本发明为克服上述现有情感对话生成技术生成情感对话的质量低、不贴合真实对话场景的缺陷,提供一种面向虚拟现实的多源融合情感支持对话方法,从多源信息中提取情感特征,充分分析用户情绪,生成高质量的、贴合真实对话场景的情感对话,提高用户的交互体验。In order to overcome the above-mentioned defects of low quality of emotional dialogue generated by existing emotional dialogue generation technology and incompatibility with real dialogue scenes, the present invention provides a multi-source fusion emotion support dialogue method for virtual reality, and extracts emotional features from multi-source information. , fully analyze user emotions, generate high-quality emotional dialogue that fits real dialogue scenarios, and improve the user's interactive experience.

为解决上述技术问题,本发明的技术方案如下:In order to solve the above technical problems, the technical solutions of the present invention are as follows:

本发明提供了一种面向虚拟现实的多源融合情感支持对话方法,包括:The present invention provides a multi-source fusion emotional support dialogue method for virtual reality, including:

S1:采集用户的语音信息和眼动信息,并从所述语音信息中提取文本信息和音频信息;S1: Collect the user's voice information and eye movement information, and extract text information and audio information from the voice information;

S2:分别对所述文本信息、音频信息和眼动信息进行特征提取操作,对应获得文本特征向量、语音特征向量和眼动特征向量;S2: Perform feature extraction operations on the text information, audio information and eye movement information respectively, and obtain text feature vectors, speech feature vectors and eye movement feature vectors accordingly;

S3:对所述文本特征向量、语音特征向量和眼动特征向量进行特征融合操作,获得情绪表征向量;S3: Perform a feature fusion operation on the text feature vector, speech feature vector and eye movement feature vector to obtain an emotion representation vector;

S4:将所述文本特征向量和情绪特征向量输入预设的解码器中,生成对话回复文本。S4: Input the text feature vector and emotion feature vector into a preset decoder to generate dialogue reply text.
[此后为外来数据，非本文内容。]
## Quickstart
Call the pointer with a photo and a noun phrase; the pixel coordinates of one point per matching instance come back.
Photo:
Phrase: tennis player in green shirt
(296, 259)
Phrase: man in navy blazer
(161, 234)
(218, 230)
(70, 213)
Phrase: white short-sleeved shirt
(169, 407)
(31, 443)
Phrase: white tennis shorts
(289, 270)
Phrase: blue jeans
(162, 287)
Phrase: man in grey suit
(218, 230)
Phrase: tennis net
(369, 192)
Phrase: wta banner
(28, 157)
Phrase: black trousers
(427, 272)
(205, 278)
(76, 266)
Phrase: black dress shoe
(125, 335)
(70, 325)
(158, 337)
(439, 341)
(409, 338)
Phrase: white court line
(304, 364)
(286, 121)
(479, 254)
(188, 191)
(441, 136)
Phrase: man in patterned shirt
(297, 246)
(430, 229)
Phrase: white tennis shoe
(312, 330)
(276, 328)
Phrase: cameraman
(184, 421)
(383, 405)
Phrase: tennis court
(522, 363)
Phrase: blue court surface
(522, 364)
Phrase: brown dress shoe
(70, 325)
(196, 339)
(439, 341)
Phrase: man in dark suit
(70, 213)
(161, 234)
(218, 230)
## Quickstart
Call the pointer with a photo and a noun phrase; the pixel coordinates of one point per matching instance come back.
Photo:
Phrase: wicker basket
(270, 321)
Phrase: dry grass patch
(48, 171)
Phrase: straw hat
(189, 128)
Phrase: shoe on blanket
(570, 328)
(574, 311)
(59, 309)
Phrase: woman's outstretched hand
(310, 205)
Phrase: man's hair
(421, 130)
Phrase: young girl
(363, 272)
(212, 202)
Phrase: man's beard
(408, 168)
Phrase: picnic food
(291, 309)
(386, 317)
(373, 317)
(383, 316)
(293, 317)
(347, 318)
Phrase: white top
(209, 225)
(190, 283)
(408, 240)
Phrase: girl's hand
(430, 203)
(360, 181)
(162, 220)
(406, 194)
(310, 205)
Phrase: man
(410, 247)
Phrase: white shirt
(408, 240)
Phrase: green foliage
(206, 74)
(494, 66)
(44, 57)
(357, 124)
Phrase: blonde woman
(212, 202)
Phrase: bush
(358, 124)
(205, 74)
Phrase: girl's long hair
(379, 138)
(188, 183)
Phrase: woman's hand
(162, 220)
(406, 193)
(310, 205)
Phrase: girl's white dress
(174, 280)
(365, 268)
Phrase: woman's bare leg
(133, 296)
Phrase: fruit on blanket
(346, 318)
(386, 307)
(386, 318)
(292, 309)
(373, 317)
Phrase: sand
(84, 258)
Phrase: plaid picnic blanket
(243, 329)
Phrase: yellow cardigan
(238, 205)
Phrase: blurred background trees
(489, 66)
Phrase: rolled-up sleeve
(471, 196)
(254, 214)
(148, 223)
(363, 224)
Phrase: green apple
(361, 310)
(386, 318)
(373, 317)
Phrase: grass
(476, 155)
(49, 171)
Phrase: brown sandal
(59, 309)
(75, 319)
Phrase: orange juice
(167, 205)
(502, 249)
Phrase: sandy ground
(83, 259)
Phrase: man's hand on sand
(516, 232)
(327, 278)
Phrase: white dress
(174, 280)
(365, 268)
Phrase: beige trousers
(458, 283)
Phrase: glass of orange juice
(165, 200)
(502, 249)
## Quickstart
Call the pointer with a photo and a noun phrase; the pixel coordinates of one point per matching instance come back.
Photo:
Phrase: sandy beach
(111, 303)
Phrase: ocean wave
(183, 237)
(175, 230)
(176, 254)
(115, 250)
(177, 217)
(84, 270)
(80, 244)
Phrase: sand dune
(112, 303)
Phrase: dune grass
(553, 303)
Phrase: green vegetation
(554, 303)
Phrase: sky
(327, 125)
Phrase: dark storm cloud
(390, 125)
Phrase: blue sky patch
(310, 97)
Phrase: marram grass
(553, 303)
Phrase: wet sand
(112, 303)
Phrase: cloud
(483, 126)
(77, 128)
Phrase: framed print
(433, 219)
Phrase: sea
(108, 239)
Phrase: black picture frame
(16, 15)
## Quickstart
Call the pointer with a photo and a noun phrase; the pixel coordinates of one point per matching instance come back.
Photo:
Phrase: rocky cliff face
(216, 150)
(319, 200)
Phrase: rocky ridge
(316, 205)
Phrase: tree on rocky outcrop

优选地,对所述文本信息进行特征提取操作前,还需进行预处理操作,具体方法为:Preferably, before performing the feature extraction operation on the text information, a preprocessing operation needs to be performed. The specific method is:

对于每段所述文本信息,在开头添加CLS标签,在结尾添加SEP标签,获得对应的文本序列T={tcls,t2,…,tSEP,…,tN};其中,tcls表示CLS标签序列化后的单词,tSEP表示SEP标签序列化后的单词,tN表示文本序列中第N个单词,N表示所有文本信息中的最大长度;当文本信息的长度小于最大长度时,tSEP后的单词用零进行填充。For each paragraph of text information, add a CLS tag at the beginning and a SEP tag at the end to obtain the corresponding text sequence T={tcls ,t2 ,...,tSEP ,...,tN }; where tcls represents CLS tag serialized words, tSEP represents the SEP tag serialized word, tN represents the Nth word in the text sequence, N represents the maximum length of all text information; when the length of the text information is less than the maximum length, Words after tSEP are padded with zeros.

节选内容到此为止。